“Vom Glück, allein zu sein” – der Titel schwirrte schon in meinem Instagram Feed herum, Monate bevor das dazugehörige Buch von Marie Luise Ritter (@luiseliebt) erschien. Er setzte sich in meinem Kopf fest und hörte sich dort irgendwie ironisch an. Denn das öffentliche Zelebrieren eines fröhlichen Single-Lifestyles kommt mir manchmal vor wie eine neue Maxime. Ist das hilfreich – und wenn ja, für wen?

Offensichtlich suchen viele Frauen einen Weg, unabhängig glücklich zu sein. Einige von ihnen schreiben darüber. Ich unterstütze das. Im Patriarchat ist die Unabhängigkeit von einer romantischen Beziehung gelebter Widerstand. Es ist durchaus empowernd, sich nicht von Tinder-Tobi und Bumble-Ben abhängig zu machen und das eigene Ding durchzuziehen. Aber ist es so einfach?

Ich habe in den letzten Monaten zwei Bücher zu dem Thema gelesen, und kam dabei unweigerlich ins Vergleichen. Es geht um das genannte Buch von Marie Luise Ritter, erschienen im Juli 2023, und um “Die Singuläre Frau” von Katja Kullmann aus 2022.

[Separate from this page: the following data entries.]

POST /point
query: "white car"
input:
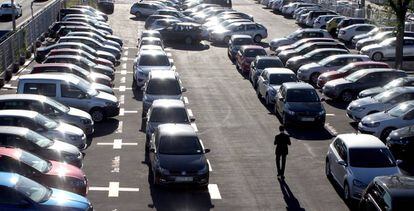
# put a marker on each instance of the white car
(6, 9)
(310, 72)
(297, 35)
(386, 49)
(346, 34)
(270, 81)
(382, 123)
(359, 108)
(354, 160)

Was bedeutet “allein sein”?

In beiden Büchern geht es darum, als Frau allein zu sein. Wobei “allein sein” bei Kullmann bedeutet, keinen romantischen Partner zu haben und auch keinen in der Zukunft zu erwarten. Bei Ritter heißt es… ja, was eigentlich? Auch sie ist für den Großteil ihrer Geschichte Single. Aber eigentlich dreht sich fast das ganze Buch ums Alleine reisen. Das könnte als Metapher gemeint sein, aber es wirkt auf mich eher wie das liebste Hobby der Autorin. Und dem geht sie nun eben allein nach.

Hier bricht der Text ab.